On Wed, Aug 31, 2022 at 10:13:08AM +0100, Richard W.M. Jones wrote:
On Wed, Aug 31, 2022 at 09:45:45AM +0800, Ming Lei wrote:
> On Tue, Aug 30, 2022 at 05:13:46PM +0100, Richard W.M. Jones wrote:
> > On Tue, Aug 30, 2022 at 11:29:26PM +0800, Ming Lei wrote:
> > > On Tue, Aug 30, 2022 at 03:38:50PM +0100, Richard W.M. Jones wrote:
> > > > On Tue, Aug 30, 2022 at 03:12:23PM +0800, Ming Lei wrote:
> > > > > The patch sent in last email may cause io hang on MQ, and
follows the fixed
> > > > > version:
> > > >
> > > > I split this into two commits and cleaned them up and posted them
here:
> > > >
> > > >
https://gitlab.com/rwmjones/libnbd/-/commits/nbdublk/
> > > >
> > > > Unfortunately this doesn't work for me.
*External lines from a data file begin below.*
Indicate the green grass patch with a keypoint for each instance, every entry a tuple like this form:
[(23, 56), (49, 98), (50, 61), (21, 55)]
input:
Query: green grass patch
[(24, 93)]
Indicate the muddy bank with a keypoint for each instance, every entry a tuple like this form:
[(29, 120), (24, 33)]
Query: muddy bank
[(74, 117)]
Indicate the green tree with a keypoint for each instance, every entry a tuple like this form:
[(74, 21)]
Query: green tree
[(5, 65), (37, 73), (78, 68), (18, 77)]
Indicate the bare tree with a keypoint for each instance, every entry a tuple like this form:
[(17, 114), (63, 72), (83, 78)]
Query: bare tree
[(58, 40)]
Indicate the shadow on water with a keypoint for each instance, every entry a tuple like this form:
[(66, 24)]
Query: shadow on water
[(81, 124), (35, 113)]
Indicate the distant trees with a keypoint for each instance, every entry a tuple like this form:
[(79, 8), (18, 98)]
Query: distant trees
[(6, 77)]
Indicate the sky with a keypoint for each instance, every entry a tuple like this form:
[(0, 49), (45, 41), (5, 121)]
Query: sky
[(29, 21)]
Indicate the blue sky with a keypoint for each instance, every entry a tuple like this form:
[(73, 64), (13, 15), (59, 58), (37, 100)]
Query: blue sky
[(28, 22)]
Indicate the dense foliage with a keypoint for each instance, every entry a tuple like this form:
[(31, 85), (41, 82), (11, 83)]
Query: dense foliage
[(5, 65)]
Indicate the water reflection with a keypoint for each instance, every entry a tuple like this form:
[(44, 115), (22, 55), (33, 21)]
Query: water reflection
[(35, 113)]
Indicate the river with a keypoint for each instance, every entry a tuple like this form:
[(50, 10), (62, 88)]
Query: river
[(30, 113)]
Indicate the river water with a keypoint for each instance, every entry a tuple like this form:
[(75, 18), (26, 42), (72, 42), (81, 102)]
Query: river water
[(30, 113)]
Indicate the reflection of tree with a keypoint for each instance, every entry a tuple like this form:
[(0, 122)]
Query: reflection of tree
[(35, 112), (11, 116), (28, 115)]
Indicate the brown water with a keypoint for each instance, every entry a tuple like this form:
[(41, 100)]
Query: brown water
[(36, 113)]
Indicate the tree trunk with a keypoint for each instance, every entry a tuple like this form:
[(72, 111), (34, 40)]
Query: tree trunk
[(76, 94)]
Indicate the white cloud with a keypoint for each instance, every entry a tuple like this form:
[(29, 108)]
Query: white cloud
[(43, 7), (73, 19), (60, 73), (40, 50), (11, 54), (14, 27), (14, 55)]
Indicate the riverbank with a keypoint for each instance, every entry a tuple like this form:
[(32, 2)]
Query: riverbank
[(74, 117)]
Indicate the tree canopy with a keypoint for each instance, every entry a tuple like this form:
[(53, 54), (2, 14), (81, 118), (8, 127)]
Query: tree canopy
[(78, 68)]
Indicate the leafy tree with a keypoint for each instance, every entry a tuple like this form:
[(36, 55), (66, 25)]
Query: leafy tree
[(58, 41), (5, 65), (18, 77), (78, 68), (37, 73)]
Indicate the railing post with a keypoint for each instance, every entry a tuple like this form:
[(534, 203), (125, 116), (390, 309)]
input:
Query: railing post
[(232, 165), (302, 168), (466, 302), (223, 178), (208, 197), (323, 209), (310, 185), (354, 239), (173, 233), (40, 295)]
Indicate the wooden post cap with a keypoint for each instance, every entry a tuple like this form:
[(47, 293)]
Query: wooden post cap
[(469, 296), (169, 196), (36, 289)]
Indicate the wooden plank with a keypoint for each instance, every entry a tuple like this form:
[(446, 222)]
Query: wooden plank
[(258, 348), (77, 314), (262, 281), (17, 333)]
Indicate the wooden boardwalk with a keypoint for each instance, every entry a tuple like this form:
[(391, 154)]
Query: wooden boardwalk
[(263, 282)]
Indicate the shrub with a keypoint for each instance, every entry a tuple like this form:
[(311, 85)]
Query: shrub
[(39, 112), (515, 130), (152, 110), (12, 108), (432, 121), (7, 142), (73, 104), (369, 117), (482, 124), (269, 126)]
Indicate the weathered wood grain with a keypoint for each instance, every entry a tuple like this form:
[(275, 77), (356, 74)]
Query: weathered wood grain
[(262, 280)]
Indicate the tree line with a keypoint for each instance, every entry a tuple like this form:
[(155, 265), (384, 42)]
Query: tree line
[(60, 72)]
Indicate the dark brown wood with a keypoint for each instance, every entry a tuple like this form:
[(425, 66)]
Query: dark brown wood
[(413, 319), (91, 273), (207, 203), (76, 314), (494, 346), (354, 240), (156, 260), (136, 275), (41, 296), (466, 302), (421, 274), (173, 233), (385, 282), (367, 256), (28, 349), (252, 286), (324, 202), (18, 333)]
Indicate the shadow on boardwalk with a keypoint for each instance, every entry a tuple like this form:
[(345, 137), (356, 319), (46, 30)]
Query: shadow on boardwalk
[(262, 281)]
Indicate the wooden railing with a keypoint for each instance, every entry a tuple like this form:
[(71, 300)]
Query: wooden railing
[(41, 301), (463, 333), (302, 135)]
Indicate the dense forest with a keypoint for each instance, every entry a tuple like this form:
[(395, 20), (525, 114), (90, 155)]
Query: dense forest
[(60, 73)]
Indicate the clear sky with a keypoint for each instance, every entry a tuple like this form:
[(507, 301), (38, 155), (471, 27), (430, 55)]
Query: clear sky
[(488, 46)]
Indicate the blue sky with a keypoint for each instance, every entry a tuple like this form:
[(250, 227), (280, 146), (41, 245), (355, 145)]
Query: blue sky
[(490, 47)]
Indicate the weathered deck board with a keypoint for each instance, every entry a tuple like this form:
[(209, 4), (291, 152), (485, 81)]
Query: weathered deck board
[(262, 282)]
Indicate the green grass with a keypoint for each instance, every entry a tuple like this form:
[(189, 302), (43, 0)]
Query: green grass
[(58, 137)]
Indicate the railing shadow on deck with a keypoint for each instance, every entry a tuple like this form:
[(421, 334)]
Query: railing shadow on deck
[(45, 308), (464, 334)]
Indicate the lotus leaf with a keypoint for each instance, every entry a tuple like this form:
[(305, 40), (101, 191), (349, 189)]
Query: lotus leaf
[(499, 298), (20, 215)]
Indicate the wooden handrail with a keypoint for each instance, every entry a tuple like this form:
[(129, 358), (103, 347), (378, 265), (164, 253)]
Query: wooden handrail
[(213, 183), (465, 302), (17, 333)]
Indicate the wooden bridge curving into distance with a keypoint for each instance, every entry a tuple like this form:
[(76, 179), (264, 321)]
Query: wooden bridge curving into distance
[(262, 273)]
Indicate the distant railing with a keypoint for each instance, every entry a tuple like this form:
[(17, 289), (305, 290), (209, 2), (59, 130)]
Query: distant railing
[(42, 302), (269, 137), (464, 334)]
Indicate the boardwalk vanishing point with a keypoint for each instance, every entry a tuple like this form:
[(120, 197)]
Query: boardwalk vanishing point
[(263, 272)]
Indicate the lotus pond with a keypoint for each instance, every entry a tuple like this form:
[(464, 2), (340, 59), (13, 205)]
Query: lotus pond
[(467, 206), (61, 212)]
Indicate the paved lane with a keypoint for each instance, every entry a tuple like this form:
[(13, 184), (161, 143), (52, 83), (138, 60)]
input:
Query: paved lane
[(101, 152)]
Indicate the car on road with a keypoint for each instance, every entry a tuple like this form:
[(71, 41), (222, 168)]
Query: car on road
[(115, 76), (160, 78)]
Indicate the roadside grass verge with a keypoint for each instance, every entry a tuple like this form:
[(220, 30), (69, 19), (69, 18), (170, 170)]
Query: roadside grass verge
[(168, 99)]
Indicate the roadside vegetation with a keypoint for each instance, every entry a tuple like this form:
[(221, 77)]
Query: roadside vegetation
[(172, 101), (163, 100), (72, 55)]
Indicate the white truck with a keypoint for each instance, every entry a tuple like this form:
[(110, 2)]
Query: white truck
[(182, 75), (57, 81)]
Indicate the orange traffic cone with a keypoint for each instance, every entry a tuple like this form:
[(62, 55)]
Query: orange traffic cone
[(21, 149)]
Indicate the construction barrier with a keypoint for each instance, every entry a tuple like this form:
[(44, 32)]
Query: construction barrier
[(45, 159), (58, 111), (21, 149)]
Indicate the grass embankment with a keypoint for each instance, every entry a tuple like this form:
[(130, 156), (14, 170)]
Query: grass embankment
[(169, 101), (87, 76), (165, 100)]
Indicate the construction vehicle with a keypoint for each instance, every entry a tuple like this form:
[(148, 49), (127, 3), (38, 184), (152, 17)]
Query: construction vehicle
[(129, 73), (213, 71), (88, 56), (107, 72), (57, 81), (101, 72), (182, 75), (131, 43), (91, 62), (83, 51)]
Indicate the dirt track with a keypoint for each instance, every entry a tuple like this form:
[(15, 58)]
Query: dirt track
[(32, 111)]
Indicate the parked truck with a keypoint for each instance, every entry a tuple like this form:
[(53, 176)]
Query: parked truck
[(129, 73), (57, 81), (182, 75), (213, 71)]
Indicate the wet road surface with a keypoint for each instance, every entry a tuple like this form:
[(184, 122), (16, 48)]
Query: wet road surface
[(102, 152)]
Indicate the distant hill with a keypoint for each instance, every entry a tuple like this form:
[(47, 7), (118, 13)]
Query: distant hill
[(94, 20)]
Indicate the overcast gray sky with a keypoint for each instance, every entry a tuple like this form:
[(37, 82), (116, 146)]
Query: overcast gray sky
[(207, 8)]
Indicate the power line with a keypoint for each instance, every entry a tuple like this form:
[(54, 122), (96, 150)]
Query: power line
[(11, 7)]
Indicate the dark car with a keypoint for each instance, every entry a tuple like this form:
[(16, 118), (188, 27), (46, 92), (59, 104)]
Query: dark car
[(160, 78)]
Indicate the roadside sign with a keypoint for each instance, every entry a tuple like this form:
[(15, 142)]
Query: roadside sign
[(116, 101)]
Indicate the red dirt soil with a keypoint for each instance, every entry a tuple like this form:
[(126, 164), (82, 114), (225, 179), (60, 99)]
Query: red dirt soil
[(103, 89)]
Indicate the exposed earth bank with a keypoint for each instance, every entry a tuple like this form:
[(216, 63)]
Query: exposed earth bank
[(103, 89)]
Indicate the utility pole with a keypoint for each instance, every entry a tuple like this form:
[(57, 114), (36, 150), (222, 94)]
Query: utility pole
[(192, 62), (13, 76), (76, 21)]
When I do various
filesystem
> > > > operations like git clone and a compile I see some subtle disk
errors
> > > > and eventually it deadlocks, so I guess there is some problem.
> > >
> > > OK, care to provide more details about the reproducer? Like how backend
> > > is setup, MQ/SQ is used, disk size, ...
> >
> > My test script is attached. $1 == "ublk".
> >
> > It basically just clones a Linux repo and compiles it. It hangs
> > either during the clone or early in the build, and there are various
> > "scary messages" from git which might indicate disk corruption.
> >
> > The NBD server is:
> >
> > nbdkit -f memory 24G
> >
> > running on the hypervisor ("nbd://pick").
> >
> > > I have cloned linux kernel source tree on nbdublk disk and built it with
> > > fedora 36 config for ~20min, so far so good. In my setting, backend is
> > > 'nbdkit file /dev/sda(virtio-scsi)', nbdublk is single queue.
> >
> > Can you see if you can reproduce a hang with the source from:
> >
> >
https://gitlab.com/rwmjones/libnbd/-/commits/nbdublk/
> >
> > I may have made a mistake when rebasing your patch or fixing it up to
> > remove compiler warnings.
>
> My test used the your tree directly. And I compared with it with
> my native tree, basically same.
>
> Today I will setup & run the test by your approach.
I tried it again now and it definitely deadlocks under load.
I can reproduce it, please try the top patch in aio branch, which fixed
hang in my reproducer with your test setting.